London’s Serpentine South Gallery presents “Georg Baselitz: Sculptures 2011-2015” through January 7, 2024.
Georg Baselitz (b. 1938) is a leading postwar German painter who developed the German Expressionist tradition of portraiture by turning the figure upside down, emphasizing painterly elements such as form, color, and texture over the figure’s motif. His artistic themes, as well as his painting style, are deeply influenced by German culture and discourse on national identity and the human condition.
The artist has been creating wood sculptures of figures and body parts since 1979. In this exhibition, the artist presents towering solid wood sculptures, each of which is a single wooden nest carved with chainsaws, axes, and chisels. Created as models before the creation of the bronze sculptures, they are on public display for the first time.
Galerie Marian Goodman in Paris presents “El oscuro de abajo,” a solo exhibition by Colombian sculptor Delcy Morelos (b. 1967), on view through December 21.
Morelos is an established mid-career artist in Colombia, but the international art world began to cast light on her practice since last year’s Venice Biennale. At the Venice Biennale, the artist built a labyrinthine structure for viewers to enter with large blocks of soil. Morelos has been creating large-scale, site-specific installations using organic materials such as soil, clay, and natural fibers for the past decade. The smell of soil and spices, the silence within the structure, and the texture of organic materials create a synesthetic experience. Morelos’s large-scale installations are reminiscent of mid-to-late 20th-century American minimalism and land art while drawing on Andean cosmology and Amazonian indigenous mythology, culture, and philosophy.

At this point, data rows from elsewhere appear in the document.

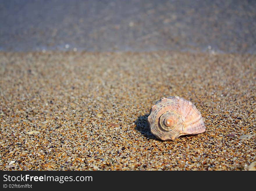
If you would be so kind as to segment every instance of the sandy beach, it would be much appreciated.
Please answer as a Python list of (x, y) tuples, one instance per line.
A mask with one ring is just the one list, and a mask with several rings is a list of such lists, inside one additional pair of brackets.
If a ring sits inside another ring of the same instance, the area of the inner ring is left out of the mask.
[[(2, 51), (0, 66), (1, 170), (253, 168), (255, 55)], [(205, 132), (151, 133), (151, 106), (174, 95)]]

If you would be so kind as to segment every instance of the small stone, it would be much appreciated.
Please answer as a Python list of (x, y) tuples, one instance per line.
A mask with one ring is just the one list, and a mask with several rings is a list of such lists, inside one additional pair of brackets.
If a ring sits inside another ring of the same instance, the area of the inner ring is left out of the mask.
[(117, 123), (111, 123), (109, 124), (109, 126), (110, 126), (113, 127), (119, 127), (119, 125)]
[(11, 162), (9, 163), (9, 165), (10, 165), (12, 164), (13, 164), (14, 163), (15, 163), (15, 160), (12, 160)]
[(256, 161), (252, 163), (247, 168), (248, 170), (256, 171)]
[(40, 133), (40, 131), (31, 131), (28, 132), (29, 135), (32, 135), (32, 134), (36, 134)]
[(241, 135), (239, 137), (239, 139), (241, 140), (245, 140), (248, 139), (253, 137), (253, 135)]
[(15, 167), (15, 166), (13, 165), (6, 165), (5, 167), (6, 168), (11, 168)]
[(99, 158), (100, 158), (102, 157), (102, 156), (101, 155), (96, 155), (94, 157), (94, 158), (96, 159), (99, 159)]

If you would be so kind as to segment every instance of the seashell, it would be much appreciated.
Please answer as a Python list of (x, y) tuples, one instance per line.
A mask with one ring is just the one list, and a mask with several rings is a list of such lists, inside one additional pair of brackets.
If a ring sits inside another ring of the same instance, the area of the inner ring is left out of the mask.
[(151, 133), (163, 140), (205, 131), (202, 115), (195, 106), (179, 96), (162, 98), (152, 106), (149, 114), (147, 122)]

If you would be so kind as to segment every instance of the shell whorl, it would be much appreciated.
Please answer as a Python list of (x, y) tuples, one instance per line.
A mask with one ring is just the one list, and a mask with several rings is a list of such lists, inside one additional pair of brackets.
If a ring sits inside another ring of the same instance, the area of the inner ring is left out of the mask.
[(164, 140), (205, 130), (200, 112), (191, 102), (178, 96), (163, 98), (152, 106), (147, 118), (151, 132)]

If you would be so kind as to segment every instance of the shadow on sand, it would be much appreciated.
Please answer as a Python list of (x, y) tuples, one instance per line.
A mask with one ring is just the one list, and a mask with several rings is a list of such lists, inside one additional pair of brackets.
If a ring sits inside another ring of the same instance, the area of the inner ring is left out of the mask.
[(146, 114), (139, 117), (134, 122), (136, 125), (135, 129), (146, 138), (156, 140), (156, 137), (151, 133), (147, 124), (147, 117), (149, 115)]
[[(147, 123), (147, 117), (149, 115), (149, 114), (146, 114), (140, 116), (134, 122), (136, 125), (135, 130), (140, 132), (142, 135), (148, 139), (154, 139), (161, 141), (164, 141), (158, 139), (151, 133)], [(181, 136), (179, 138), (180, 139), (183, 137), (187, 137), (190, 139), (195, 137), (195, 135), (184, 135)]]

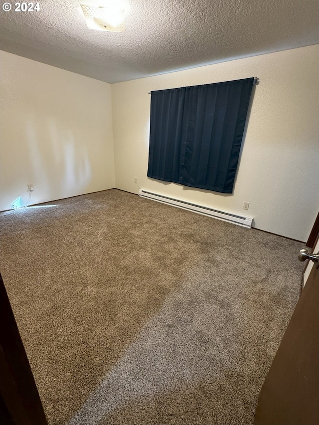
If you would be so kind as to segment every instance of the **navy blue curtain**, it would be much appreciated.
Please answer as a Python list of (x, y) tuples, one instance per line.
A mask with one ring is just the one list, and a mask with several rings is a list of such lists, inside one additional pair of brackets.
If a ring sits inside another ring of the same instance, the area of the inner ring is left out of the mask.
[(253, 82), (152, 92), (148, 176), (232, 193)]

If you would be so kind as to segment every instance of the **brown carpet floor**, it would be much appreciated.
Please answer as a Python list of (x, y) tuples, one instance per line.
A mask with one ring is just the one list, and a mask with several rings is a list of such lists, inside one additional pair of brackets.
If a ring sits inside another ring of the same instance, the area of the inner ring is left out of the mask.
[(302, 244), (116, 189), (0, 214), (49, 424), (249, 425)]

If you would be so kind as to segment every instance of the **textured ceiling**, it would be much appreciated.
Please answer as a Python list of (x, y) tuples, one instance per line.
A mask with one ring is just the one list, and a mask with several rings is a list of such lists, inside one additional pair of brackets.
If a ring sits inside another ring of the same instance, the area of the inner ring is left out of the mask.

The show is the artist’s first exhibition since joining the Marian Goodman Gallery. It is also her first solo show in France. On October 5, a few days before the opening of the Paris exhibition, the Dia Art Foundation in New York opened “El abrazo,” the artist’s first solo exhibition in the U.S. The artist will also have a solo exhibition at the Pulitzer Arts Foundation next March.